Primary homology hypotheses for the CSOs
As described above we divided the CSOs into the lip and the categories, ASOa and ASOb and PSO (Table 2), innervated by three homologous nerves (N1-N3).
Based on the hypotheses of homology for the cerebral nerves we postulate preliminary homology of the lip, which is innervated by the N1. Morphological and immunocytochemical investigations of the CSOs [38–43] indicated that the lip is supposed to be primarily a contact chemoreceptor organ. It can be assumed that the lip has the same function in all gastropods and represents a homologous structure throughout this taxon.
We also postulate homology of the various ASOs innervated by the N2, including labial tentacles, oral veils, oral tentacles, lip organ and the anterior part of the Hancock’s organ as it was defined by Edlinger . The immunocytochemical and ultrastructural investigations [39, 41–43] indicated that the ASOs are primarily mechano- and contact chemoreceptor organs.

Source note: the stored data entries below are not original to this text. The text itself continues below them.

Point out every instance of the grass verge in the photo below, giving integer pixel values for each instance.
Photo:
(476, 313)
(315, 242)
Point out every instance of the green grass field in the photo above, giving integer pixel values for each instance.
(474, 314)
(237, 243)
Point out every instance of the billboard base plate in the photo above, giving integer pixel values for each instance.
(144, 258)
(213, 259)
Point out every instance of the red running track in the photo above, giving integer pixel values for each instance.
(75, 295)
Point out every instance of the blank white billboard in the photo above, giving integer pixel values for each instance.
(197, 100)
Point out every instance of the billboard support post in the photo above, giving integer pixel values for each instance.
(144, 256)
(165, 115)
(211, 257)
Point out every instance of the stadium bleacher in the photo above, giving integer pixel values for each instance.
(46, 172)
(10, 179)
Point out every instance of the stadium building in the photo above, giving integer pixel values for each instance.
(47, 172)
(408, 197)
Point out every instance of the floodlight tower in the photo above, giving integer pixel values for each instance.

As discussed earlier we distinguish between two types/parts of the ASOs provided by the two different branches of the N2. Although homologies of types ASOa on the one hand and ASOb on the other hand are most likely, axonal tracing of the single branches of the N2 is necessary to homologize these parts of the nerve and in consequence to propose a homoloy hypothesis for the respective CSOs, as in some opistobranch species the anatomical differentiation between the ASOa and ASOb is clear but in other species it is not. In the current study due to the lack of specimen we only traced the entire nerve.

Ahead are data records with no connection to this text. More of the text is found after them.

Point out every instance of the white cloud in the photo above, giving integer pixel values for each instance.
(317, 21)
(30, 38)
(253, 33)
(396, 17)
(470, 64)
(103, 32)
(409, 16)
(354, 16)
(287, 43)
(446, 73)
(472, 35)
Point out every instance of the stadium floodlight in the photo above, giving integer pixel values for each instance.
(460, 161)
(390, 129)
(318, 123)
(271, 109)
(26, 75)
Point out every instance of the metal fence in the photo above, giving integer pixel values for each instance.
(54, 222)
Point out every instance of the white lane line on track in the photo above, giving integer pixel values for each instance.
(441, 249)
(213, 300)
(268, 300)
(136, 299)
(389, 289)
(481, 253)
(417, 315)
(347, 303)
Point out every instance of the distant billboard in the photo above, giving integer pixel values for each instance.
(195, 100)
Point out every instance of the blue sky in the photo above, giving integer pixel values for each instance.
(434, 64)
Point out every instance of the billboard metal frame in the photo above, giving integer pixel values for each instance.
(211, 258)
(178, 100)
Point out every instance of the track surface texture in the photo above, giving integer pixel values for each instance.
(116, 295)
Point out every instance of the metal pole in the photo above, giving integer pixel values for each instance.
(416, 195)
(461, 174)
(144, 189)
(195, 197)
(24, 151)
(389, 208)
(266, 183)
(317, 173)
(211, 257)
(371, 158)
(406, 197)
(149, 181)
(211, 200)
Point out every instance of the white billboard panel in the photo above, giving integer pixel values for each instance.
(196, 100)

The third postulated homology is between the PSOs which are innervated by the N3 and supposed to be primarily olfactory [43, 44]. In our opinion, the posterior Hancock’s organ of Cephalaspidea, as described in Edlinger  and the rhinophores (both innervated by the N3) are homologous structures throughout the Opisthobranchia, as has been stated earlier [7, 8, 17]. Our data confirmes this homology hypothesis as we found similar axonal tracing patterns for the cerebral nerve (see N3 in our definition) which innervates the rhinophores of Nudipleura (Nudibranchia and Pleurobranchomorpha) and Aplysiomorpha, and the posterior Hancock’s organ of the Cephalaspidea . Furthermore similar neurotransmitter contents and similar sensory functions of the rhinophores and the posterior Hancock’s organ have been discussed . Therefore the primary homology hypotheses proposed here are not only supported by the axonal tracing patterns, but also by the specific functions of the CSOs deduced from previous immunocytochemical data.
In the case of the Sacoglossa, where the rhinophores are innervated both by the N2 and N3 [8, pers. obs.] a homology to other rhinophores is questionable and needs further investigation.
The cerebral nerve Nclc does not seem to correspond to a primary sensory organ.